Click the button below for a review of the seed stitch.
With color A: Ch 40.
Row 1: sc in BLO across to end.
Round 1: Ch 1 (counts as your first stitch), turn work, sc across to the 39th ch, then work 2 sc in the last ch. (42 sc)
Instead of making a turning chain like usual, continue to working sc stitches into the front two loops of the foundation chain (the stitch made here counts as your first sc) all the way down to the 39th ch. Then work 2 sc in the last ch. (42sc)
At this point, your project should look like a long oval and have 84 sc stitches all the way around.
Round 2: Ch 1, turn work, sc in the first stitch and place a stitch marker there, *dc in the next stitch, sc in the next stitch*. Repeat from * to * around to the 84th stitch. This should be the stitch right before the ch 1 turning chain.
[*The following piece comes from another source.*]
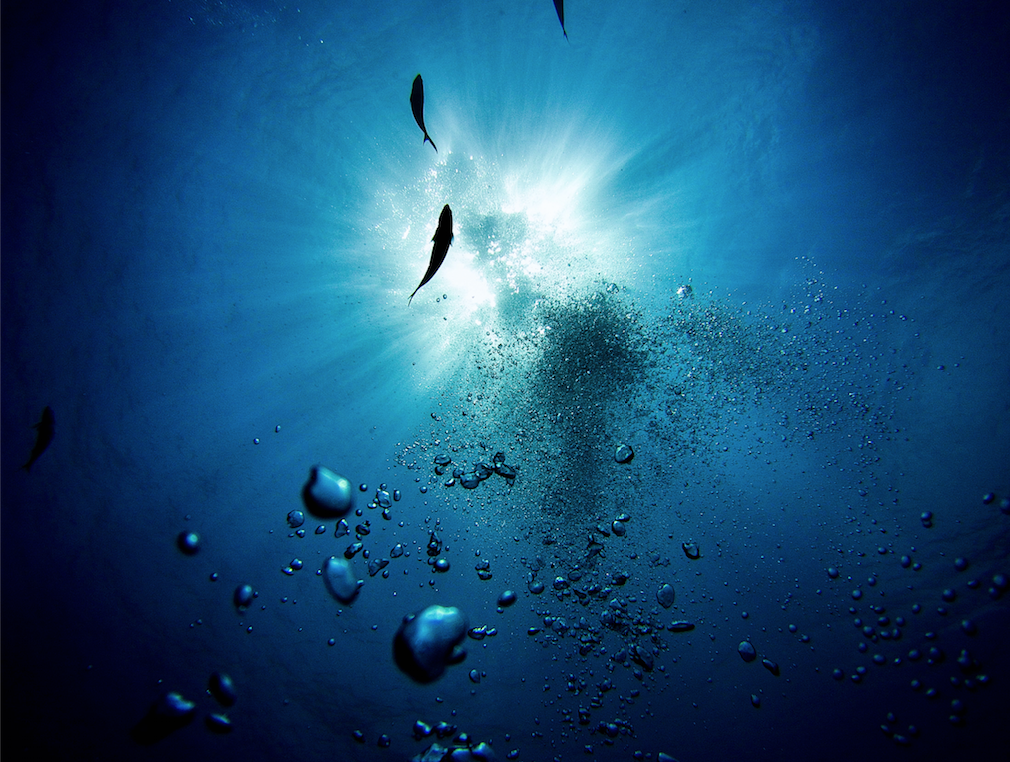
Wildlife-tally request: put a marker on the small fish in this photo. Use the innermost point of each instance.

You should have worked a dc into the 84th stitch. Now, also work one sc into the 84th stitch. (85 stitches)
Round 3: Remove the stitch marker. Work a dc into the first sc of round 2 and place your stitch marker in this dc. This is your first stitch of round 3. *sc in the next stitch, dc in the next stitch*. Repeat from * to * around. (85 stitches).
Remember: You are working the seed stitch, which is alternating sc and dc stitches.
~Since the 85th stitch on the previous round (round 2) was a sc, you should have worked a dc into the 85th stitch of round 3.
~Since the first stitch of the previous round (round 2) was a dc, you should remove the stitch marker and work a sc into this dc. Then put your stitch marker in this dc to mark the first stitch of round 4.
Rounds 4 – 19: Then continue alternating sc and dc stitches all the way around again — working the seed stitch patterns as noted above until the project measures approximately 4.5-inches in length. All rounds should have 85 stitches.
Round 19: You should have worked a dc into the 85th stitch to end round 19. Next, work a sc into the next stitch, what would be the first stitch of round 20. Then make a slip-stitch in the next stitch, what would be the second stitch of round 20. Mark this slip-stitch with a stitch marker.
Tips & Important Notes
- If the row you are currently working ends (85th stitch) with a dc, you should be working a sc into it. And the first stitch of the previous round should have been a sc and you will then work a dc into it.
- On the other hand, if the row you are currently working ends (85th stitch) with a sc, you should be working a dc into it. And the first stitch of the previous round should have been a dc and you will then work a sc into it.
- Always mark your first stitch of the next round with a stitch marker so you are sure not to lose your place.
Both the wrong and right sides created by seed stitch are beautiful. So, decide if you want the wrong side or right side to become the visible outside of your clutch purse. You can’t go wrong with what you pick!
Attach Color B with a slip-stitch into the slip-stitch that you just made to close off color A. This is the stitch that should have your stitch marker in it after round 19.
Mark your color change slip-stitch with a stitch marker.
Round 20: Sc around (85 sc), skip over your slip-stitches and slip-stitch into the next stitch, which should be a sc in color B. Place your stitch marker.
Round 21: Ch 1, then moving to the right (in the reverse direction than usual) crab stitch around back to your stitch marker, remove stitch marker and slip-stitch to close the round.
Bind Off and Weave in ends.
Using coordinating thread or clear nylon thread, sew on your button of choice.
- Since the purse is nearly 10-inches in width, placing your button at a width of 4 to 4.5-inches will make it centered.
- The button should also be placed 2-inches from the top of the purse.
With color B, ch 20, leaving long tails on each end of the chain. Weave the long tails into the outside edge of the purse on opposite sides of where you placed your button.
All done. Once you get the seed stitch under your belt this purse just whips right up!
And like I said, the seed stitch clutch purse is so easy to customize. You can dress it up or dress it down depending on your choice of yarn and button.